The solid-state fluorescence spectra of Hatz were obtained at a slit width of 5 nm and an excitation wavelength of 402 nm, while the solid-state fluorescence spectra of Zn₂₄ were obtained at an excitation wavelength of 302–332 nm (Figure 7 and Figure S4). Under the same test conditions, the fluorescence spectrum of Hatz peaked at 615 nm, while that of Zn₂₄ peaked at 502 nm. The luminous color changed from red to blue–green, and the fluorescence intensity of Zn₂₄ was more than 200 times that of Hatz. The full-type Zn²⁺ metal ion in Zn₂₄ has an extra-nuclear d¹⁰ electron, and did not undergo a d–d transition, leading to a significant enhancement in luminous intensity. At the same time, the deprotonated tetrazolium ring is an electron-deficient conjugated ring that causes the electron migration (M→L) of zinc ions to the tetrazolium ring [42,43]. As a result, the luminous color changed from red to blue–green, and the fluorescence intensity of Zn₂₄ was more than 200 times that of Hatz. The fluorescence intensity of Zn₂₄ decreased linearly with the increase in excitation wavelength (Figure 7 and Figure 8). Between 302 and 332 nm, the wavelength of the excitation light can be determined by detecting the intensity of the emitted light.

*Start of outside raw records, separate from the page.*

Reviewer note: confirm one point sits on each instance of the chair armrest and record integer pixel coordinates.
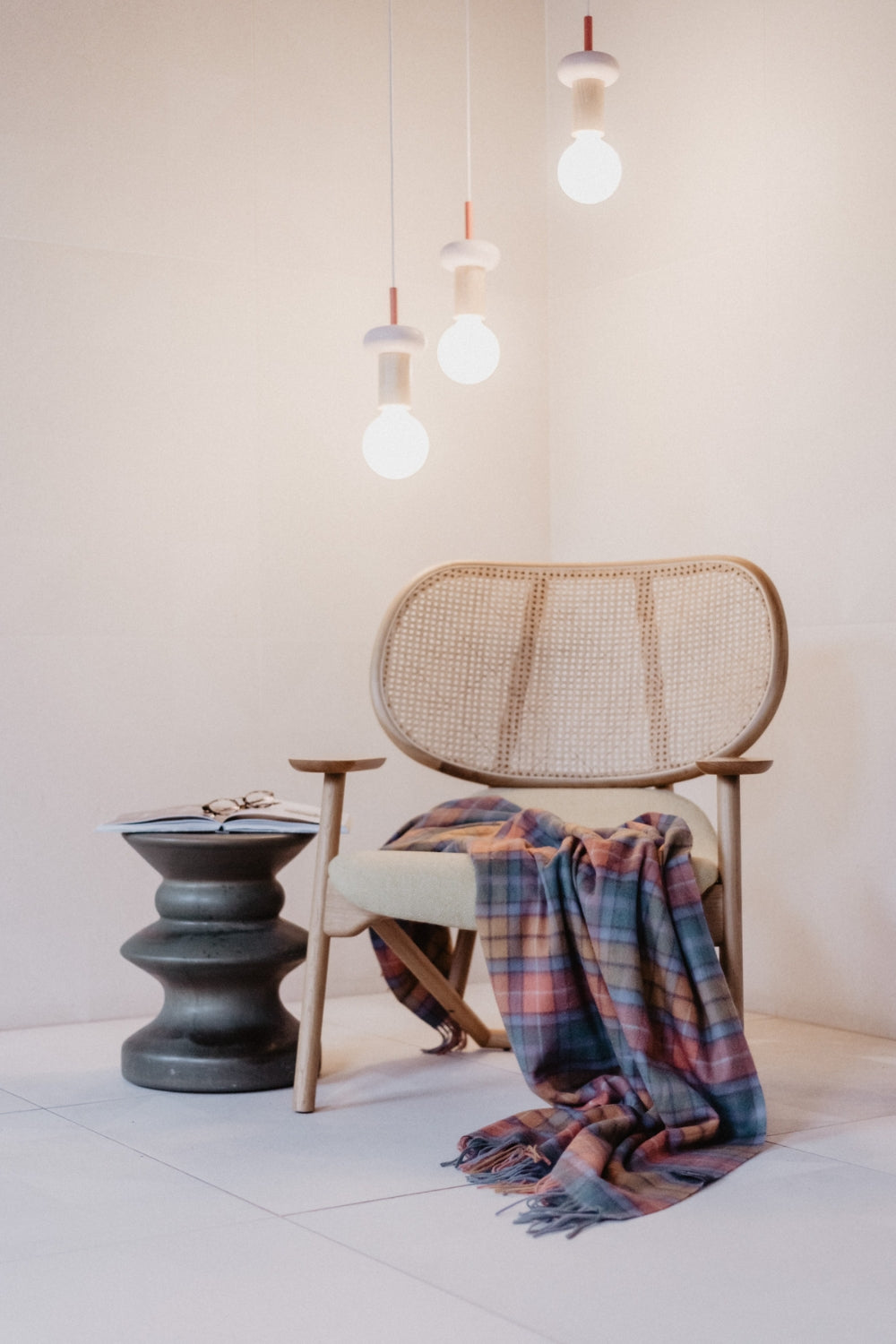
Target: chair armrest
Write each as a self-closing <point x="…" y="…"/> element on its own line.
<point x="338" y="766"/>
<point x="732" y="765"/>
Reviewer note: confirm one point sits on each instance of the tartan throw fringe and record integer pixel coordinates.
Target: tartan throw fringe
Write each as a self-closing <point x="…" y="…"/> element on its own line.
<point x="614" y="1004"/>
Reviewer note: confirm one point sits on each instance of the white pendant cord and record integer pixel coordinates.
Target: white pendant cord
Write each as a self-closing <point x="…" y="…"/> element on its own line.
<point x="392" y="147"/>
<point x="469" y="110"/>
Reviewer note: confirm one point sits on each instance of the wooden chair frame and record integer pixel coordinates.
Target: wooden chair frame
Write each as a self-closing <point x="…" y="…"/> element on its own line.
<point x="332" y="916"/>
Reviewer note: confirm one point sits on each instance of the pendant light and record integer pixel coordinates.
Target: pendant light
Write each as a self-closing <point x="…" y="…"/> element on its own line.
<point x="589" y="169"/>
<point x="395" y="444"/>
<point x="469" y="351"/>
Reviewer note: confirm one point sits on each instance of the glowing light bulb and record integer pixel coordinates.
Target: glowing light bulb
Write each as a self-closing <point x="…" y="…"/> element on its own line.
<point x="468" y="351"/>
<point x="395" y="444"/>
<point x="590" y="169"/>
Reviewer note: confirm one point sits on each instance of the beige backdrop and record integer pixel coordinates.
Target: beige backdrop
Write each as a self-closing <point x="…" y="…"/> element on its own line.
<point x="194" y="238"/>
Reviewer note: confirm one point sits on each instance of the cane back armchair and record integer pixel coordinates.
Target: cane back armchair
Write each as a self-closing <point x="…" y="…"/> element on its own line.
<point x="587" y="690"/>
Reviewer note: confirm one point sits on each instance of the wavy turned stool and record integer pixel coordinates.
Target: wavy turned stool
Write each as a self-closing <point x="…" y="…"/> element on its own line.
<point x="220" y="951"/>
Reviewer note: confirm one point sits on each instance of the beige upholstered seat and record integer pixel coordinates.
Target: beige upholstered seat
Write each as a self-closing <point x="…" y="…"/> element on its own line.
<point x="586" y="690"/>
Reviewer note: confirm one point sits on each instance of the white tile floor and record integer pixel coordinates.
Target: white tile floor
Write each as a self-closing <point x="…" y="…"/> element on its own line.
<point x="134" y="1215"/>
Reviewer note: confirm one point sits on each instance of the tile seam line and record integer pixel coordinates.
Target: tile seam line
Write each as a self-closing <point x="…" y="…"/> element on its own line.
<point x="435" y="1288"/>
<point x="160" y="1161"/>
<point x="374" y="1199"/>
<point x="828" y="1158"/>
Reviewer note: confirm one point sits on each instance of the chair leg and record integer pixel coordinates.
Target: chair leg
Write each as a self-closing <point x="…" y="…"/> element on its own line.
<point x="461" y="959"/>
<point x="309" y="1029"/>
<point x="410" y="954"/>
<point x="728" y="825"/>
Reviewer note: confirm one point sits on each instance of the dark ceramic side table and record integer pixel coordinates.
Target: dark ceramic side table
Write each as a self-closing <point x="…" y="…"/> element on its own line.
<point x="220" y="952"/>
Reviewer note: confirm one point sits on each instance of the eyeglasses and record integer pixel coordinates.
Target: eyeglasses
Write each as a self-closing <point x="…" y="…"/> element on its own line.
<point x="258" y="798"/>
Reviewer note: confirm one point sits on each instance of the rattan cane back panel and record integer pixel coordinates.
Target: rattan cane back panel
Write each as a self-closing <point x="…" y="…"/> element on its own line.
<point x="581" y="674"/>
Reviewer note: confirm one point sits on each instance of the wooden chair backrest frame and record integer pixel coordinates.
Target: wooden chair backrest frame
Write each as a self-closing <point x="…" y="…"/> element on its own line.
<point x="581" y="675"/>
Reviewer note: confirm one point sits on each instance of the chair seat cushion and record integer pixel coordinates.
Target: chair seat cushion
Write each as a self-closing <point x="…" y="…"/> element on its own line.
<point x="441" y="887"/>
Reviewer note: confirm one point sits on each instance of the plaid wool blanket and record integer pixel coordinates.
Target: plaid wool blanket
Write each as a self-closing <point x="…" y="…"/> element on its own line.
<point x="616" y="1007"/>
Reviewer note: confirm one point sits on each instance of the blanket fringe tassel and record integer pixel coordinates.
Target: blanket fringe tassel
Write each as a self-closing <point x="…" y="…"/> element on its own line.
<point x="514" y="1169"/>
<point x="452" y="1038"/>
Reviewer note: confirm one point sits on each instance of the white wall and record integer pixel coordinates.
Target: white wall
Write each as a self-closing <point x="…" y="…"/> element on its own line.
<point x="721" y="381"/>
<point x="194" y="238"/>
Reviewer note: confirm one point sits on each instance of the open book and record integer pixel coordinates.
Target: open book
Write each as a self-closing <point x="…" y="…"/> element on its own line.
<point x="287" y="817"/>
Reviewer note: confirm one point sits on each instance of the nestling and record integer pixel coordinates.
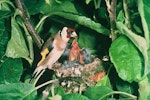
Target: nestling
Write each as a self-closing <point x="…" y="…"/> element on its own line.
<point x="57" y="47"/>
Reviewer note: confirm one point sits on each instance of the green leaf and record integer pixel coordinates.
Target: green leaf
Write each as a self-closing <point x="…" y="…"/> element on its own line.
<point x="138" y="41"/>
<point x="94" y="93"/>
<point x="127" y="59"/>
<point x="5" y="9"/>
<point x="10" y="70"/>
<point x="74" y="96"/>
<point x="104" y="82"/>
<point x="16" y="47"/>
<point x="17" y="91"/>
<point x="84" y="21"/>
<point x="86" y="39"/>
<point x="144" y="89"/>
<point x="124" y="86"/>
<point x="144" y="7"/>
<point x="38" y="6"/>
<point x="75" y="14"/>
<point x="3" y="38"/>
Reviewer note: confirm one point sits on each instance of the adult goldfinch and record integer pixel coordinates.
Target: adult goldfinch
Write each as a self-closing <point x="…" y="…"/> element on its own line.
<point x="57" y="49"/>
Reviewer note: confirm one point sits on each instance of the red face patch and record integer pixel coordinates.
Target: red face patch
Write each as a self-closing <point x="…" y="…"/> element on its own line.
<point x="68" y="35"/>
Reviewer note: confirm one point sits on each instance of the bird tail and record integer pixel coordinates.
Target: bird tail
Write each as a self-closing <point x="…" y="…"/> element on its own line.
<point x="37" y="72"/>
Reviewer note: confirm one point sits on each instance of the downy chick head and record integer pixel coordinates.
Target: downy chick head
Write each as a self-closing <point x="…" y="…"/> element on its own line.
<point x="67" y="33"/>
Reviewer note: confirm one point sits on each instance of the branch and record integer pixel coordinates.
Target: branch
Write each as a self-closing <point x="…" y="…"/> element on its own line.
<point x="127" y="15"/>
<point x="29" y="26"/>
<point x="111" y="7"/>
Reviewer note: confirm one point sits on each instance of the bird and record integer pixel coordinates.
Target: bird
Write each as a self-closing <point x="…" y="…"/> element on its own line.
<point x="52" y="51"/>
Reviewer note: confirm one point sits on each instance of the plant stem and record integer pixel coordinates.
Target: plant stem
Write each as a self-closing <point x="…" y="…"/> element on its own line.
<point x="38" y="77"/>
<point x="24" y="16"/>
<point x="127" y="15"/>
<point x="111" y="7"/>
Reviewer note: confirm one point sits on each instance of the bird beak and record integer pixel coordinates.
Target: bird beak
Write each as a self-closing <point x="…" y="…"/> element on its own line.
<point x="73" y="34"/>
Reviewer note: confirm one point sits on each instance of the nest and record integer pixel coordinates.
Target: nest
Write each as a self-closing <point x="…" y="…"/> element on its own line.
<point x="77" y="78"/>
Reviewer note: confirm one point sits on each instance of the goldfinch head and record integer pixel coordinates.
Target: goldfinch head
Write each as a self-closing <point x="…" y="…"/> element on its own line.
<point x="67" y="33"/>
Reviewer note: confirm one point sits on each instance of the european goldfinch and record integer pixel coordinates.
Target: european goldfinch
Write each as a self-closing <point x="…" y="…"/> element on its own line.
<point x="57" y="47"/>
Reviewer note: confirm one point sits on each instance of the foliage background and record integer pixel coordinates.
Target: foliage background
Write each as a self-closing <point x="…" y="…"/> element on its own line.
<point x="128" y="69"/>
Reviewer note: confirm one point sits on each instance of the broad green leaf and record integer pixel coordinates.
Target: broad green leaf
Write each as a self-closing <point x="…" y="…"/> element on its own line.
<point x="104" y="82"/>
<point x="124" y="86"/>
<point x="75" y="14"/>
<point x="74" y="97"/>
<point x="10" y="70"/>
<point x="17" y="91"/>
<point x="144" y="89"/>
<point x="94" y="93"/>
<point x="38" y="6"/>
<point x="82" y="20"/>
<point x="16" y="47"/>
<point x="127" y="59"/>
<point x="138" y="41"/>
<point x="5" y="9"/>
<point x="144" y="7"/>
<point x="86" y="39"/>
<point x="3" y="38"/>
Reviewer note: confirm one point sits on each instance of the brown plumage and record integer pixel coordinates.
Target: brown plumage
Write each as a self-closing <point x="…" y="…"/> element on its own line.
<point x="58" y="46"/>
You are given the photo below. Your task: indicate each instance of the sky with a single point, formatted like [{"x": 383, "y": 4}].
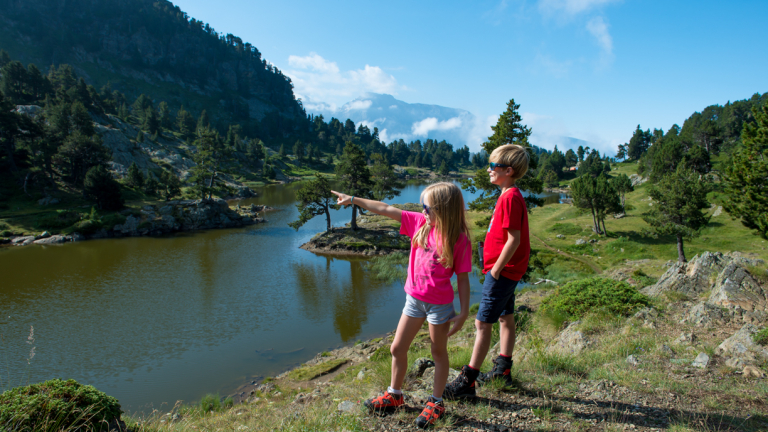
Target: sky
[{"x": 587, "y": 69}]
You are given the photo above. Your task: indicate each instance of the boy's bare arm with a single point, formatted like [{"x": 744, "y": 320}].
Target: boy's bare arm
[
  {"x": 513, "y": 241},
  {"x": 462, "y": 280},
  {"x": 377, "y": 207}
]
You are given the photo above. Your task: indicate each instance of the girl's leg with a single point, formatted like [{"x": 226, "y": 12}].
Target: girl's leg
[
  {"x": 439, "y": 335},
  {"x": 406, "y": 331}
]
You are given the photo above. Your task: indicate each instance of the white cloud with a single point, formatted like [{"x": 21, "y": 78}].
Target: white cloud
[
  {"x": 316, "y": 79},
  {"x": 422, "y": 128},
  {"x": 599, "y": 29},
  {"x": 570, "y": 7},
  {"x": 358, "y": 104}
]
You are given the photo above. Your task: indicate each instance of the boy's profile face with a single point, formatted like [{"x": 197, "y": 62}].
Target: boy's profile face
[{"x": 500, "y": 175}]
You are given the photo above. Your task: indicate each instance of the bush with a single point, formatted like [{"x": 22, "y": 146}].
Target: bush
[
  {"x": 565, "y": 229},
  {"x": 761, "y": 337},
  {"x": 575, "y": 299},
  {"x": 57, "y": 405}
]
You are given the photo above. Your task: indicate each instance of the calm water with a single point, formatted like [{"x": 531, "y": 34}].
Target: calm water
[{"x": 156, "y": 320}]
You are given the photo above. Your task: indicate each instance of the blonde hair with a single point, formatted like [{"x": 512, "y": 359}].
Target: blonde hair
[
  {"x": 447, "y": 211},
  {"x": 513, "y": 155}
]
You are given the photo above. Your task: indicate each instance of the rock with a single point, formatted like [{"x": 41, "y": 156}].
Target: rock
[
  {"x": 47, "y": 201},
  {"x": 422, "y": 364},
  {"x": 741, "y": 346},
  {"x": 57, "y": 239},
  {"x": 570, "y": 341},
  {"x": 348, "y": 407},
  {"x": 686, "y": 338},
  {"x": 751, "y": 371},
  {"x": 704, "y": 314},
  {"x": 735, "y": 287},
  {"x": 701, "y": 361}
]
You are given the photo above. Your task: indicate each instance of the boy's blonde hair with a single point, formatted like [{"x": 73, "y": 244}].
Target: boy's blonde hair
[
  {"x": 446, "y": 209},
  {"x": 513, "y": 155}
]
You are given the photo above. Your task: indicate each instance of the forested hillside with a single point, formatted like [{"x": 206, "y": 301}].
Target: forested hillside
[{"x": 153, "y": 47}]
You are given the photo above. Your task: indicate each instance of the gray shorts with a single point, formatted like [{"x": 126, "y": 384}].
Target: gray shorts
[{"x": 435, "y": 314}]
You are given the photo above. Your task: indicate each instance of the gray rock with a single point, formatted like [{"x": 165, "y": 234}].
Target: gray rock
[
  {"x": 704, "y": 314},
  {"x": 735, "y": 287},
  {"x": 701, "y": 361},
  {"x": 57, "y": 239},
  {"x": 741, "y": 346},
  {"x": 570, "y": 341},
  {"x": 348, "y": 407}
]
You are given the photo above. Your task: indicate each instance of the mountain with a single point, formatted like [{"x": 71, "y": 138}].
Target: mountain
[
  {"x": 153, "y": 47},
  {"x": 397, "y": 119}
]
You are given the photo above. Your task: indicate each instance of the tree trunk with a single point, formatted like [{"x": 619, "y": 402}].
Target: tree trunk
[{"x": 680, "y": 251}]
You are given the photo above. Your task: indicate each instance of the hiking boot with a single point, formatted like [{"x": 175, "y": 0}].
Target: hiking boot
[
  {"x": 502, "y": 370},
  {"x": 463, "y": 386},
  {"x": 385, "y": 403},
  {"x": 431, "y": 412}
]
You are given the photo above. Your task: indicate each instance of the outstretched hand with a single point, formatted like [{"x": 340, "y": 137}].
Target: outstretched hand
[
  {"x": 458, "y": 323},
  {"x": 342, "y": 199}
]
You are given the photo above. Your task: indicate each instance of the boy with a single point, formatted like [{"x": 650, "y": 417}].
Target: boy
[{"x": 505, "y": 260}]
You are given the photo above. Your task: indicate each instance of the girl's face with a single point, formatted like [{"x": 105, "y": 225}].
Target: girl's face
[{"x": 427, "y": 212}]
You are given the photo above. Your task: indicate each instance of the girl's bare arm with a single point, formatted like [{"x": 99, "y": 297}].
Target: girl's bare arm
[{"x": 377, "y": 207}]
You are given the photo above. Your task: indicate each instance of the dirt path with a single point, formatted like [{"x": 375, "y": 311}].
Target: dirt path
[{"x": 591, "y": 265}]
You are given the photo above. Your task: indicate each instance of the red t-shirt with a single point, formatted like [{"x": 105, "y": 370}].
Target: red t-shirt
[{"x": 510, "y": 214}]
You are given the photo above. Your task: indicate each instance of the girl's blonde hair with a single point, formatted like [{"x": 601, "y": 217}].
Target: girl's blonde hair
[{"x": 446, "y": 209}]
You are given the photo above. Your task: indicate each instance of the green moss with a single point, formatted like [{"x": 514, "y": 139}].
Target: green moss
[
  {"x": 575, "y": 299},
  {"x": 57, "y": 405}
]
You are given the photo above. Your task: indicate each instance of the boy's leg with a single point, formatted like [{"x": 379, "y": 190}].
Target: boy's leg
[
  {"x": 439, "y": 336},
  {"x": 407, "y": 329}
]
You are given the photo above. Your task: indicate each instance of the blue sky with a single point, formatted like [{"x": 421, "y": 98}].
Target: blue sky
[{"x": 589, "y": 69}]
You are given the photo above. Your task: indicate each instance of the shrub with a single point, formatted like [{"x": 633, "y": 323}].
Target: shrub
[
  {"x": 575, "y": 299},
  {"x": 57, "y": 405},
  {"x": 565, "y": 229},
  {"x": 761, "y": 337}
]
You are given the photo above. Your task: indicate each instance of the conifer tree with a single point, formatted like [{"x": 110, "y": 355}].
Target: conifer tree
[
  {"x": 314, "y": 199},
  {"x": 746, "y": 178},
  {"x": 678, "y": 201},
  {"x": 354, "y": 175}
]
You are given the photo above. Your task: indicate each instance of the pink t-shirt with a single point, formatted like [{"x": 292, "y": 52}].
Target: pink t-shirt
[{"x": 428, "y": 280}]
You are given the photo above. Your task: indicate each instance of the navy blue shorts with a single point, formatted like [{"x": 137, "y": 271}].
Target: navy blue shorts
[{"x": 498, "y": 299}]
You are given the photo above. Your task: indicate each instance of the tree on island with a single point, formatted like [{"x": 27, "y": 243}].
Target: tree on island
[
  {"x": 746, "y": 178},
  {"x": 355, "y": 176},
  {"x": 314, "y": 199},
  {"x": 679, "y": 198},
  {"x": 508, "y": 130}
]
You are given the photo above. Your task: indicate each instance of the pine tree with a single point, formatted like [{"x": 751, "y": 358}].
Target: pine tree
[
  {"x": 508, "y": 130},
  {"x": 314, "y": 199},
  {"x": 678, "y": 200},
  {"x": 746, "y": 178},
  {"x": 354, "y": 175}
]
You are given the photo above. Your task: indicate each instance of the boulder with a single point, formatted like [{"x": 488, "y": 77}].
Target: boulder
[
  {"x": 736, "y": 288},
  {"x": 741, "y": 349},
  {"x": 57, "y": 239},
  {"x": 570, "y": 341}
]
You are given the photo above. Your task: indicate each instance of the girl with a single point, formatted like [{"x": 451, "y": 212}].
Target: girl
[{"x": 440, "y": 247}]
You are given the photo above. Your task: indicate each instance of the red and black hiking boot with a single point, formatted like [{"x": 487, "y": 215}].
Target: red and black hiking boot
[
  {"x": 431, "y": 412},
  {"x": 463, "y": 386},
  {"x": 502, "y": 371},
  {"x": 385, "y": 403}
]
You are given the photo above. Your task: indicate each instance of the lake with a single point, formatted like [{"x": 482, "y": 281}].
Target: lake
[{"x": 153, "y": 320}]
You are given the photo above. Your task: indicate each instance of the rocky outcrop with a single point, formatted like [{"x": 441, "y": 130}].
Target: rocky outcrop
[{"x": 741, "y": 350}]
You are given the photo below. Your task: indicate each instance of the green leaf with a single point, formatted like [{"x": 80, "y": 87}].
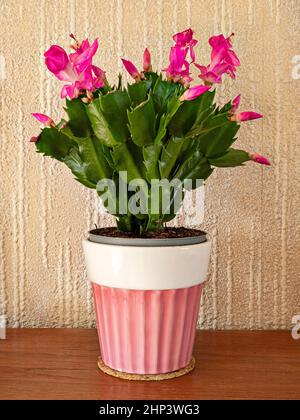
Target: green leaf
[
  {"x": 195, "y": 167},
  {"x": 54, "y": 143},
  {"x": 108, "y": 116},
  {"x": 96, "y": 166},
  {"x": 74, "y": 162},
  {"x": 79, "y": 122},
  {"x": 170, "y": 155},
  {"x": 151, "y": 156},
  {"x": 185, "y": 117},
  {"x": 124, "y": 160},
  {"x": 138, "y": 92},
  {"x": 232, "y": 158},
  {"x": 142, "y": 122},
  {"x": 162, "y": 93},
  {"x": 152, "y": 153}
]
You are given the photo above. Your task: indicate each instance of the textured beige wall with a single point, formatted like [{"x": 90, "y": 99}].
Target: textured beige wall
[{"x": 252, "y": 213}]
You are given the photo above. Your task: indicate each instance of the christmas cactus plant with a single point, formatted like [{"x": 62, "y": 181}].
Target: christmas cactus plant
[{"x": 160, "y": 127}]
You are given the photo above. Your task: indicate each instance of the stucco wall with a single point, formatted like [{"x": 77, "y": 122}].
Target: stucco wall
[{"x": 252, "y": 213}]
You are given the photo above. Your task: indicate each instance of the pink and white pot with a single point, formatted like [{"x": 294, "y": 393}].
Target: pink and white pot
[{"x": 147, "y": 295}]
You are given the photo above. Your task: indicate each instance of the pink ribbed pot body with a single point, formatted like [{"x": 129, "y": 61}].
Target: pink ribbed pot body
[{"x": 146, "y": 331}]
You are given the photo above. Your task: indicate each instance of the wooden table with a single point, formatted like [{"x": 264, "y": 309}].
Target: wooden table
[{"x": 61, "y": 364}]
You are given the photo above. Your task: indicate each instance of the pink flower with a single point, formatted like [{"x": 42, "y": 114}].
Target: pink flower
[
  {"x": 185, "y": 40},
  {"x": 132, "y": 70},
  {"x": 235, "y": 104},
  {"x": 246, "y": 116},
  {"x": 194, "y": 92},
  {"x": 243, "y": 116},
  {"x": 179, "y": 68},
  {"x": 44, "y": 119},
  {"x": 223, "y": 60},
  {"x": 147, "y": 61},
  {"x": 82, "y": 58},
  {"x": 259, "y": 159},
  {"x": 76, "y": 69}
]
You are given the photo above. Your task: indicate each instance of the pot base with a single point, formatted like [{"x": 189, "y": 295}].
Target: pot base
[{"x": 139, "y": 377}]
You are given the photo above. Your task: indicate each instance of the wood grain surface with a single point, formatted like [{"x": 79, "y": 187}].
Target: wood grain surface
[{"x": 62, "y": 364}]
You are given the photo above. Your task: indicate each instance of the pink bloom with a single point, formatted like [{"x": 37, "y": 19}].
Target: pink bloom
[
  {"x": 179, "y": 68},
  {"x": 76, "y": 69},
  {"x": 223, "y": 60},
  {"x": 246, "y": 116},
  {"x": 83, "y": 55},
  {"x": 132, "y": 70},
  {"x": 236, "y": 103},
  {"x": 194, "y": 92},
  {"x": 243, "y": 116},
  {"x": 147, "y": 61},
  {"x": 185, "y": 40},
  {"x": 44, "y": 119},
  {"x": 259, "y": 159}
]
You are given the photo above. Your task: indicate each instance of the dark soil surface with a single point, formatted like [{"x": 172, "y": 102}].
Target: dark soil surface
[{"x": 164, "y": 234}]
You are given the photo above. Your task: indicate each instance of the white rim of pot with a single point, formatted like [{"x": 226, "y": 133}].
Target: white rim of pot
[
  {"x": 147, "y": 267},
  {"x": 146, "y": 242}
]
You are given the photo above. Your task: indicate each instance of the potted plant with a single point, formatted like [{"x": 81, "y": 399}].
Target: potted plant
[{"x": 142, "y": 146}]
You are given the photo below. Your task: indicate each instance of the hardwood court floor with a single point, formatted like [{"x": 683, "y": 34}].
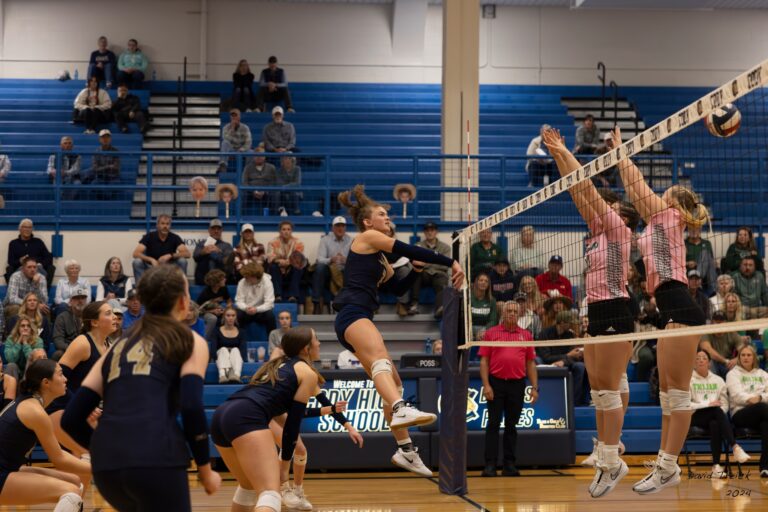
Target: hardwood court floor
[{"x": 544, "y": 490}]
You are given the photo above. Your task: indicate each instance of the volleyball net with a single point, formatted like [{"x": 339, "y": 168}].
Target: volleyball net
[{"x": 536, "y": 251}]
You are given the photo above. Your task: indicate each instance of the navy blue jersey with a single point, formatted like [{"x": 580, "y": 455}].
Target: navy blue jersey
[
  {"x": 363, "y": 274},
  {"x": 273, "y": 400},
  {"x": 138, "y": 427},
  {"x": 17, "y": 440}
]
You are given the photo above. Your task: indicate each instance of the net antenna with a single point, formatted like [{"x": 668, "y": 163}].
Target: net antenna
[{"x": 754, "y": 79}]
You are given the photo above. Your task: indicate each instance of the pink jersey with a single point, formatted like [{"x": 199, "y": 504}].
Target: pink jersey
[
  {"x": 663, "y": 249},
  {"x": 607, "y": 256}
]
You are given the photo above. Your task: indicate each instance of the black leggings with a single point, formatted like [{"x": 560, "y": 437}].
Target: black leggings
[
  {"x": 145, "y": 489},
  {"x": 714, "y": 420},
  {"x": 755, "y": 416}
]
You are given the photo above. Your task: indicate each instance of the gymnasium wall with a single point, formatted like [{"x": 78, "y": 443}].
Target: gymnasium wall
[{"x": 352, "y": 42}]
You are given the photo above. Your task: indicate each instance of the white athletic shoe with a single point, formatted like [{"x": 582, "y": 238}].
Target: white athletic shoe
[
  {"x": 740, "y": 455},
  {"x": 409, "y": 416},
  {"x": 657, "y": 480},
  {"x": 609, "y": 478},
  {"x": 290, "y": 500},
  {"x": 304, "y": 504},
  {"x": 592, "y": 459},
  {"x": 411, "y": 461}
]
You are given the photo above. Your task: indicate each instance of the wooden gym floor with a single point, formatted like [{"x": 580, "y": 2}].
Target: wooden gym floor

3.5. Hirshfeld Surface Analysis of the Complex Zn₂₄

Hirshfeld surface analysis [44] is a useful tool for describing the surface characteristics of molecules, and was performed to visualize the different intermolecular interactions in crystal structures by employing 3D molecular surface contours. Figure 9 displays the findings of the Zn₂₄ Hirshfeld surface study. The middle shape index ranges from −1.000 to 1.000 Å, whereas the range of the d_norm surface on the left is −1.238 to 1.570 Å. The range of the curvature curvedness was −4.000 to 0.400 Å. In Figure 9, the d_norm surface map of Zn₂₄ is colored from light to dark red spots to represent the interaction force of the complex Zn₂₄ from weak to strong.

One useful supplement for Hirshfeld surface analysis is the 2-D fingerprint plot [45]. It quantitatively analyses the nature and type of intermolecular interaction between the molecules inside the crystals. The fingerprint plots can be decomposed to highlight particularly close contacts between the elements (Figure 10). The H···H interaction is one of the most significant contacts for the Zn₂₄ complex.

The main intermolecular interaction of Zn₂₄ is H···H contact, which is reflected in the middle of the scattered points of the 2-D fingerprint plots (the percentage of H···H contacts of Zn₂₄ is 40.4%). Another main intermolecular interaction of Zn₂₄ is O···H interaction, which is represented by double spikes in the bottom left (acceptor and donor) region of the fingerprint plots. Accordingly, we can infer that there are significant N-H···O hydrogen bonds (Table S3) observed in Zn₂₄ (the percentage of O···H contacts of Zn₂₄ is 22.4%). Also, the N···H contacts play important roles for Zn₂₄. The percentage of N···H contacts of Zn₂₄ is 10.0%. In addition to those above, the presence of C···H, C···O, and N···O contacts were also observed. These three forces accounted for 4.0%, 1.4% and 1.3% of the total Hirshfeld surface force, respectively.

4. Conclusions

A supracluster zinc, Zn_24, and a zinc supracluster 1D chain, 1-D⊂Zn_24, were synthesized through regulatory solvothermal reactions. In an ethanol solution, Zn₂₄ was synthesized at 353 K using a solvothermal method, whereas 1-D⊂Zn₂₄ was formed when a mixed solution (2 mL acetonitrile + 8 mL ethanol) was used at 343 K using a micro bottle. The Zn₂₄ supracluster can be used to selectively detect Ce³⁺ with excellent efficiency (LOD = 8.51 × 10⁻⁷ mol/L), and can be used as a potential sensor for their detection. In addition, the Zn₂₄ supracluster can detect wavelengths between 302 and 332 nm, using the intensity of emitted light. Thus, the Zn₂₄ supracluster can potentially be used as a spectral detection material to prepare optical wave detectors.